The course also asks the question: What is the modern intellectual role played by American students at a premier research institution? What is the relationship between academic research and active social movements, particularly one that has exploded into mass violence and civil unrest? “Introduction to African American Studies, Baltimore Riots” begins with a deep investigation of the black experience that sets the ground floor of much of contemporary black life, including enslavement, racial segregation, urban migration, deindustrialization, urban spatial restructuring, political representation, healthcare disparity, mass incarceration, urban violence, and grass roots political organization. Students will then develop projects in conjunction with groups active in reforming “inner city” education, housing, healthcare and incarceration patterns in West and East Baltimore.
Module One is the traditional classroom experience, with an emphasis on team teaching and collaborative presentations. Module Two is a series of collective forums with peers at Morehouse College at the A3C Hip Hop Festival in October and the Hammonds House Museum in November. Module Three is active researching and writing with the grassroots organizations in Baltimore.

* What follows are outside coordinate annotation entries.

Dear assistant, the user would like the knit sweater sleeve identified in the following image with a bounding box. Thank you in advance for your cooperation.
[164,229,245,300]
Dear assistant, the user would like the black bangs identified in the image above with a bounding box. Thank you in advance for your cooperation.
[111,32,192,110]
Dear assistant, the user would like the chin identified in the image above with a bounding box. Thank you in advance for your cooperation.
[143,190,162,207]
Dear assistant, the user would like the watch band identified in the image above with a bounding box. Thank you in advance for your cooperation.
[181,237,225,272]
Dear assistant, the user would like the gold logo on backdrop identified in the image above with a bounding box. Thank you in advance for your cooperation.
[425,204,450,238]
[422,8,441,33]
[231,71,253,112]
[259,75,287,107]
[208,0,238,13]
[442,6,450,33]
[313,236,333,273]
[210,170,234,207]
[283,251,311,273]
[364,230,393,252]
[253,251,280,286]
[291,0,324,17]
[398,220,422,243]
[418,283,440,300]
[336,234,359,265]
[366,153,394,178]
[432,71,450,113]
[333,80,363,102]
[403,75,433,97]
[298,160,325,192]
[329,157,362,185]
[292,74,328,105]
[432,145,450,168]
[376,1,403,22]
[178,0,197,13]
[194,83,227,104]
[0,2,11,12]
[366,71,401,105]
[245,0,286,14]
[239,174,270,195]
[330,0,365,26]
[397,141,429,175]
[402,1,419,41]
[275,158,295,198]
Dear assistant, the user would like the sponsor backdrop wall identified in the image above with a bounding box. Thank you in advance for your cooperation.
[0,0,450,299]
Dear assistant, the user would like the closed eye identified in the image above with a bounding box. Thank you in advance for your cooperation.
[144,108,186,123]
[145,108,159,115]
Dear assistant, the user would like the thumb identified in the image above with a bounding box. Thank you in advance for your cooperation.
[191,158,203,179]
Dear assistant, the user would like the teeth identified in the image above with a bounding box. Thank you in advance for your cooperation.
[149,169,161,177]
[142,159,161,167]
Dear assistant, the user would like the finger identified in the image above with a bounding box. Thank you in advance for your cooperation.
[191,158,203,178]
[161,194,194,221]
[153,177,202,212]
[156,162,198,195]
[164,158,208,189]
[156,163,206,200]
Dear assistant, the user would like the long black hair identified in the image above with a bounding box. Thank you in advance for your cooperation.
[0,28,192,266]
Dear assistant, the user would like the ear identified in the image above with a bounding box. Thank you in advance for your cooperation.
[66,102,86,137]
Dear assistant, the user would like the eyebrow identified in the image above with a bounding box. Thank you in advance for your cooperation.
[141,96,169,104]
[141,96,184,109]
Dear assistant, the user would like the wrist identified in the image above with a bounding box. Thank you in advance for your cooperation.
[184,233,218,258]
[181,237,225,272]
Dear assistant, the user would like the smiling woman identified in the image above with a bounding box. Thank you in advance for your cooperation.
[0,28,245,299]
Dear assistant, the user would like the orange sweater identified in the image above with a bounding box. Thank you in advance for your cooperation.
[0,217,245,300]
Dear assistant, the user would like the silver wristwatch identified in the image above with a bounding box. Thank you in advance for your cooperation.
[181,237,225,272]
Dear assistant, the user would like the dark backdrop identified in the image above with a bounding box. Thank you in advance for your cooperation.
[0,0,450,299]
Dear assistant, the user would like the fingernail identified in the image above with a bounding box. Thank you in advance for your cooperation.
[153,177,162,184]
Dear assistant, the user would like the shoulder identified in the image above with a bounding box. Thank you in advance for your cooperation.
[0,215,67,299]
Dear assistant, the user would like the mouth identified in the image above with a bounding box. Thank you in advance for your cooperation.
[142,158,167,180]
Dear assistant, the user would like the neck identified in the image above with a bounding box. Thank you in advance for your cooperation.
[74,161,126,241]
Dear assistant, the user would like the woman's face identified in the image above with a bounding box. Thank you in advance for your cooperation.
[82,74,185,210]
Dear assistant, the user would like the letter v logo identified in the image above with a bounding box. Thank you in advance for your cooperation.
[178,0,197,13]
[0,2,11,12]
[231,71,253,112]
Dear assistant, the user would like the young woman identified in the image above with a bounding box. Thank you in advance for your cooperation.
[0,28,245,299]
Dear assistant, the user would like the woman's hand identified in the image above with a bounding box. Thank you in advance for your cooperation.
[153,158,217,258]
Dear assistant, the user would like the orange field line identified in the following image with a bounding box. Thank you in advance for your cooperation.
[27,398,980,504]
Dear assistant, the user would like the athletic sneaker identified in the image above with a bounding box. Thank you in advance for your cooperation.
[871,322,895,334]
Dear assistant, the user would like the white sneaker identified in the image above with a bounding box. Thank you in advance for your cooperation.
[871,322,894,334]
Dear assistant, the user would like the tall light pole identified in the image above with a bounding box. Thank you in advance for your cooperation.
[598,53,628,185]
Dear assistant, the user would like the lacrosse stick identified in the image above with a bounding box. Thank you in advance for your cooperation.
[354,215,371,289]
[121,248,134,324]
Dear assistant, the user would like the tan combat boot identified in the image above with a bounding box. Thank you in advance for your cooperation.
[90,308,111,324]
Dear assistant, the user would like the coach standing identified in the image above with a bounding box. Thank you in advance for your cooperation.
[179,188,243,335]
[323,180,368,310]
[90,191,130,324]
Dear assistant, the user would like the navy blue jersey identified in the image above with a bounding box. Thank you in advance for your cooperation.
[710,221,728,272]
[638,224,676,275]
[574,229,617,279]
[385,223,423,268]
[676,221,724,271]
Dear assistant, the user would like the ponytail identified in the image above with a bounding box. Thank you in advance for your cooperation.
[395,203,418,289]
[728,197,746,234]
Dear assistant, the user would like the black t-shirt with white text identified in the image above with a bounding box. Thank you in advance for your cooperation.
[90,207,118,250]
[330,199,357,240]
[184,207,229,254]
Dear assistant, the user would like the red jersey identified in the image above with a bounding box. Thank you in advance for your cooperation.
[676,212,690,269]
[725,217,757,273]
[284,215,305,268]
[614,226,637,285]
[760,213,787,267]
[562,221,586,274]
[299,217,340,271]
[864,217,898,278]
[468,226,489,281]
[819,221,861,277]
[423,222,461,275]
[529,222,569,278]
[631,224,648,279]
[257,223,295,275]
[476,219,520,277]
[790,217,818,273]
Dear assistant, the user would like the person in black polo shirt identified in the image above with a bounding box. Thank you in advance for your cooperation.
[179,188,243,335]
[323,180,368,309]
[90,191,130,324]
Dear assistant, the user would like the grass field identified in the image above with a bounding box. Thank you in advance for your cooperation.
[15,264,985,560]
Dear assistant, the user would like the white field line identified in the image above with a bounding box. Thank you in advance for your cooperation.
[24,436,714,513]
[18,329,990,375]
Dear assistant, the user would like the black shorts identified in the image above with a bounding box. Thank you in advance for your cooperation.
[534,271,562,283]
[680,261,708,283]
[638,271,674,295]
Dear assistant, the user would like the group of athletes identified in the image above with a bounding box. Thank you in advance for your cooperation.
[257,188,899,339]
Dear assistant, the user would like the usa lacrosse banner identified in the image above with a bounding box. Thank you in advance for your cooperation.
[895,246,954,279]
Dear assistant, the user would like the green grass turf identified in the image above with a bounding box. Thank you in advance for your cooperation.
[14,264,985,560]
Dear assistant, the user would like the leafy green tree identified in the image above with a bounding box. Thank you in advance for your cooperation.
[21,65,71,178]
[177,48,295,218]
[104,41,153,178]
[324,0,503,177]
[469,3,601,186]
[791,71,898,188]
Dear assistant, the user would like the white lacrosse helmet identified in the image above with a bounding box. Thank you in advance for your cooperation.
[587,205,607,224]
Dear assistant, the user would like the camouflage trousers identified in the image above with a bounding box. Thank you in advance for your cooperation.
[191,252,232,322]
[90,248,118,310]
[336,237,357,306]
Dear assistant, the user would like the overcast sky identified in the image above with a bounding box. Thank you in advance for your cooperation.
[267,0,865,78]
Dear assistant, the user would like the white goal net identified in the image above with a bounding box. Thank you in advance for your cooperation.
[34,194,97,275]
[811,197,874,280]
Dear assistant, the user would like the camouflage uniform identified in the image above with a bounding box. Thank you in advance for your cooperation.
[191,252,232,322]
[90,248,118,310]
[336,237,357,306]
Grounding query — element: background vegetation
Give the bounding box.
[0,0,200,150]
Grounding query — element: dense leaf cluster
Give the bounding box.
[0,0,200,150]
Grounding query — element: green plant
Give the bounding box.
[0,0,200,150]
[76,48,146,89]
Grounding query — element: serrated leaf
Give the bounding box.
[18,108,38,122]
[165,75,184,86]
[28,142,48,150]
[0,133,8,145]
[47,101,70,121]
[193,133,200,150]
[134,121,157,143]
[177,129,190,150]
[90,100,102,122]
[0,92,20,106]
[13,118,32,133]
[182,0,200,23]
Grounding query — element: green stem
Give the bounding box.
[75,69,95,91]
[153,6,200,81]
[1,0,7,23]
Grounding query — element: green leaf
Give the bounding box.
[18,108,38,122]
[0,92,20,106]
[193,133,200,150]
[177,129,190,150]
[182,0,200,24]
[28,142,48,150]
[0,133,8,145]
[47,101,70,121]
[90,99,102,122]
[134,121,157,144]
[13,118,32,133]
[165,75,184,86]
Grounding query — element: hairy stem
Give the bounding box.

Module Four is an active learning component and critical assessment during a 72 hour student visit to Baltimore in December that includes meetings with elected officials, city bureau commissioners, and community activists.
Required books & materials:
Patricia Fernandez-Kelly Hero’s Fight: African Americans in West Baltimore and the Shadow of the State
Naomi Klein “Shock Doctrine”; Stephanie Black “Life and Debt”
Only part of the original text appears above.